Consider a point $X$ inside $\triangle ABC$, and construct $AD, BE, CF$ passing through $X$ and ending on the opposite sides. Let these be vectors. Prove that if $\vec{AD}+\vec{BE}+\vec{CF}$ is equal to $0$ then $X$ is the centroid.
Because this involves vectors, I am thinking a potential approach would use barycentric coordinates, and to take advantage of the properties of $D,E,F$ determined by the center. How would I prove this?
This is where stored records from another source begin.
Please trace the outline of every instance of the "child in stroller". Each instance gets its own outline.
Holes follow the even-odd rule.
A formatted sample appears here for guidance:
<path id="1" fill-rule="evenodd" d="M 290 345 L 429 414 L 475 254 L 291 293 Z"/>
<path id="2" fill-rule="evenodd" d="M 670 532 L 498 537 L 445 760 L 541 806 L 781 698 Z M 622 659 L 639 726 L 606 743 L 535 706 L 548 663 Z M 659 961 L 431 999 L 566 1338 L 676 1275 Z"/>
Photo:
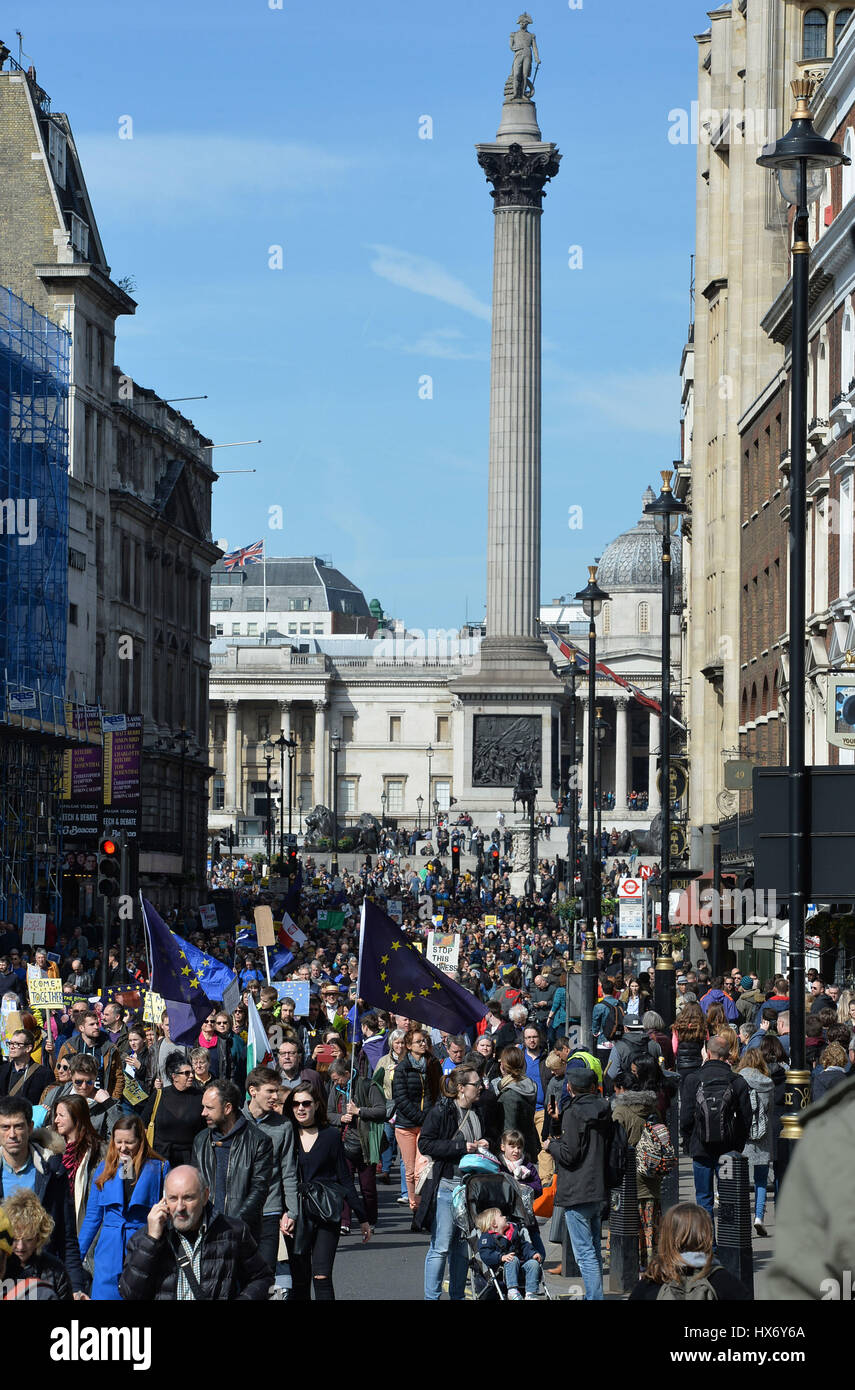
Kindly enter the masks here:
<path id="1" fill-rule="evenodd" d="M 477 1218 L 486 1212 L 498 1210 L 506 1217 L 520 1234 L 524 1234 L 527 1245 L 532 1245 L 531 1232 L 537 1229 L 537 1222 L 530 1208 L 530 1193 L 514 1182 L 507 1169 L 490 1154 L 466 1154 L 460 1160 L 460 1185 L 452 1197 L 454 1219 L 462 1231 L 469 1250 L 469 1274 L 473 1296 L 476 1299 L 505 1299 L 507 1296 L 502 1273 L 504 1266 L 498 1261 L 498 1269 L 493 1269 L 484 1260 L 480 1249 L 481 1237 Z M 504 1252 L 507 1253 L 507 1252 Z M 532 1249 L 533 1255 L 536 1251 Z M 538 1261 L 539 1263 L 539 1261 Z M 551 1297 L 545 1282 L 541 1284 L 547 1298 Z"/>
<path id="2" fill-rule="evenodd" d="M 479 1212 L 475 1225 L 481 1232 L 478 1254 L 488 1269 L 504 1275 L 509 1302 L 522 1299 L 521 1274 L 525 1278 L 526 1299 L 537 1298 L 543 1278 L 541 1256 L 536 1254 L 525 1227 L 515 1226 L 498 1207 Z"/>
Edit : So I have barycentrics for the vectors $AD, BE, CF$ as coordinates where $a+b=1, c+d=1, e+f=1$ and $(1,-a,-b), (-c,1,-d), (-e,-f,1)$. How do I relate themselves to a common center?
Let the coordinates be $A=(1,0,0), B=(0,1,0), C=(0,0,1)$, $D=(0,t,1-t), E=(1-u,0,u), F=(v,1-v,0)$.
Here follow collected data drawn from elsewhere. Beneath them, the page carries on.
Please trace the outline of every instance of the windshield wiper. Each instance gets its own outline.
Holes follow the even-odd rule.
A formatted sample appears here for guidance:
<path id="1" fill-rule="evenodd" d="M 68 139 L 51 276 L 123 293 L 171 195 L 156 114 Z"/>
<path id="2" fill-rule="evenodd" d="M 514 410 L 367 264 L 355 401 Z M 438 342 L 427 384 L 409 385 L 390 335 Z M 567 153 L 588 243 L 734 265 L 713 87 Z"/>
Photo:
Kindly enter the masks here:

Writing $\vec{AD}=\vec{D}-\vec{A}$ etc, the condition $\vec{AD}+\vec{BE}+\vec{CF}=0$ gives $$\vec{D}+\vec{E}+\vec{F}=\vec{A}+\vec{B}+\vec{C}$$ In terms of the barycentric coordinates, $$(1-u+v, t+1-v, 1-t+u)=(1,1,1)$$ Equating the corresponding coordinates yields $t=u=v$. Finally for concurrence to hold, by Ceva's theorem, $tuv = (1-t)(1-u)(1-v)$. Setting $u=v=t$ we have $t^3=(1-t)^3\Rightarrow t=1-t \Rightarrow t=1/2$.
Thus $D,E,F$ are midpoints of the sides and the concurrence point $X$ is indeed the centroid of $\triangle ABC$.